A number of people have been solving Rubik’s cubes at work recently, and although there are numerous guides out there I can’t seem to find one that matches my approach for every step.
A Rubik’s cube is made up of a number of different pieces, or cubies. There are 3 types: a corner piece (with 3 stickers), an edge piece (with 2 stickers), and a fixed centre piece. All centre pieces are fixed relative to each other, and the corner and edge pieces move around them.
Each of the faces has a name, depending on how the cube is being held: The F (front) and B (back) faces, where F faces the solver. The L (left) and R (right) faces are clear, and the U (up) and D (down) faces are top and bottom of the cube respectively.
Each face can move in 2 directions: clockwise and anti-clockwise. Clockwise is always relative to looking at the face, not from the view of the solver. A clockwise move is denoted by the face letter, so F rotates the front face clockwise. An anti-clockwise move is the letter followed by a prime symbol, such as F′. A double turn (i.e. 180°) is denoted by a letter followed by the number 2, such as F2.
Step 1: The Cross
I choose white as the starting colour. My recommendation is to figure out the first layer (steps 1–2) without using the instructions, but I’ve created some basic ones just in case. The key is to match the colours relative to the other centre pieces. In all these isometric views below, the left-hand face of the diagram is the F face, making the right-hand face the R face.
Step 2: First Layer Corners
Once you have the cross, fill in the corner cubies to match. First, look for an unsolved white corner in the bottom layer, and place it below where it’s meant to be in the top layer. If there aren’t any, you can just move one out of the top layer using any of these moves. As with before, the left-hand face of the picture is F.
Step 3: Middle Layer
Now that you have the first layer complete, flip the cube upside-down so it’s on the bottom. The next step solves the four edge cubies in the middle layer. In the diagrams, the left-hand face is always F.
As with step 2, look for an edge in the top layer to move down into the middle layer. If there isn’t one, just swap one out from the middle layer.
This is where my approach differs from most guides I’ve found. The moves are 1 turn shorter, but the starting position isn’t as easy to explain. Line the edge up above the appropriate centre piece, so that the colour on top matches the centre piece. There are two possible moves, which are mirror images of each other.

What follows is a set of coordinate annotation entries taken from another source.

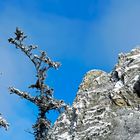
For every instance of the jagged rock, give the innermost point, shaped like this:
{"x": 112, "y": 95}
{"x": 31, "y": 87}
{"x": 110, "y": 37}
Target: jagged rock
{"x": 106, "y": 106}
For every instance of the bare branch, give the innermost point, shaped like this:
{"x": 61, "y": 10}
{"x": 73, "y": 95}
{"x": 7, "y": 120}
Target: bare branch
{"x": 3, "y": 123}
{"x": 44, "y": 101}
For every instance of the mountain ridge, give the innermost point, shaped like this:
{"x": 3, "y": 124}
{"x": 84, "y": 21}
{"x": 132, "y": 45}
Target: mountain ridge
{"x": 106, "y": 106}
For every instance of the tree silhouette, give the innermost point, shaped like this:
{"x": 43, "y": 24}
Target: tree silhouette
{"x": 3, "y": 122}
{"x": 44, "y": 100}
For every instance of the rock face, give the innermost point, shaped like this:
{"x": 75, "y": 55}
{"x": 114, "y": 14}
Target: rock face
{"x": 107, "y": 105}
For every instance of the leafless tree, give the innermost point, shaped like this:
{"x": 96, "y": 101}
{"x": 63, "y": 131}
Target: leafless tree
{"x": 44, "y": 100}
{"x": 3, "y": 123}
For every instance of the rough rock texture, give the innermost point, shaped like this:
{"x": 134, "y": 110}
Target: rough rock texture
{"x": 106, "y": 106}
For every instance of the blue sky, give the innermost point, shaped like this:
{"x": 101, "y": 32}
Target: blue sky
{"x": 82, "y": 35}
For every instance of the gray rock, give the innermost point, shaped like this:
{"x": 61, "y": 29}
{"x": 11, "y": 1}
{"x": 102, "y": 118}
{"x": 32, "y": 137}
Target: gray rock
{"x": 106, "y": 107}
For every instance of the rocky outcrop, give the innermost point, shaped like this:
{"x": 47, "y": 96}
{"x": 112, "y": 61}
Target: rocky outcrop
{"x": 107, "y": 105}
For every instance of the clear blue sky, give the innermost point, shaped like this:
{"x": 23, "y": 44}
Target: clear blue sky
{"x": 81, "y": 34}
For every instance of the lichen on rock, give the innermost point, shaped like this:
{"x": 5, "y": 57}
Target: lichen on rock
{"x": 107, "y": 105}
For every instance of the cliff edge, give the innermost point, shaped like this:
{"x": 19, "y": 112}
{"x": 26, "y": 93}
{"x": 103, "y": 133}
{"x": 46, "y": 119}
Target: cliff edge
{"x": 107, "y": 105}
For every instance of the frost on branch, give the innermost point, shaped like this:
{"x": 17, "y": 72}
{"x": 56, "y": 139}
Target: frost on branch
{"x": 44, "y": 101}
{"x": 3, "y": 123}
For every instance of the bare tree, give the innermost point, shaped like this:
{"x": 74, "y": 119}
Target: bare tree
{"x": 44, "y": 100}
{"x": 3, "y": 123}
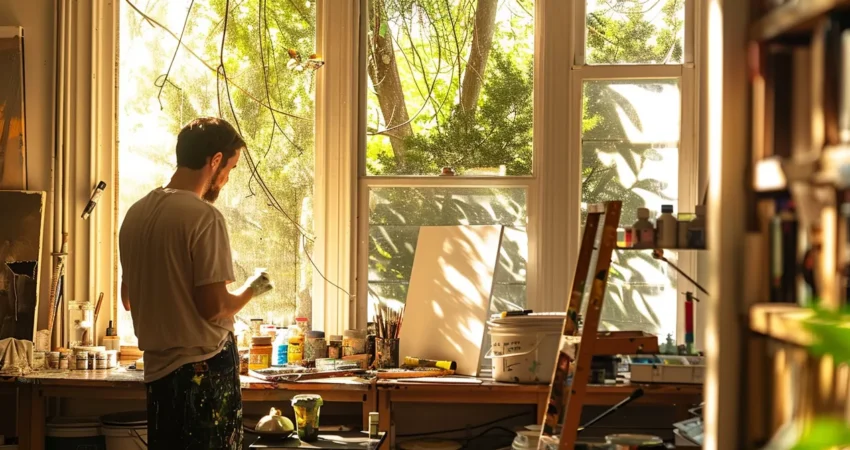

If you have an edge in its correct position but the wrong orientation, you can either swap it out and back in using the moves above, or you can use the following shortcut:
Step 4: Corner Permutations
You should now have the first two layers, with the final layer unsolved. The last layer is the reverse of the first layer — solve the corner cubes first and then the cross — but in each case, you need to sort out the permutations of the pieces separately from the orientations.
At this point, I flip the cube over again so the white face is on top, but I’ll often be glancing at the bottom face to see what stage it’s at. All the diagrams in the next steps assume you’re looking at the cube as follows:
First, pick one of the corner cubies to be in the right place. If one of them is in the correct orientation (e.g. yellow is correctly on the yellow face), then pick that one, as it’ll save time in the next step. There are only two outcomes (the first 2 are mirrors of each other). Note also that flipping the back 2 cubies is almost identical to the second permutation of 3 cubies, with a leading D move.
Step 5: Corner Orientations
This step orients all the last layer corner cubies so that they all have the yellow face to match the centre cubes. There are only 2 algorithms, and again they are mirrors of each other.
All other possibilities can be reduced to these examples with various applications of the same algorithms, so it’s worth playing with these to see which move results in which outcome. A couple of others are quickly solved:
Step 6: Edge Permutations
This step will repeat the permutation performed in step 4, but for the edges instead of the corners. As with all these later steps, there are a much more limited number of positions that the cube can be in at this point. Again, there are only 2 algorithms, and again they are mirror images of each other, but we will use a slightly different notation here.
Here, V refers to the vertical slice between the L and R faces. The orientation of the V moves should be considered the same as looking from the right-hand side, so a V move rotates the middle slice upwards, and a V′ move rotates the middle slice downwards. The smoothest way to perform a V move is to hold the L face still and rotate V and R together, then rotate R back.
Step 7: Edge Orientations
This final step will orient the edges and complete the cube. The last algorithm also has a mirror image, but the same can be achieved by simply rotating the cube. The move is the lengthiest in 16 steps, but the last 8 are just a repeat of the first 8.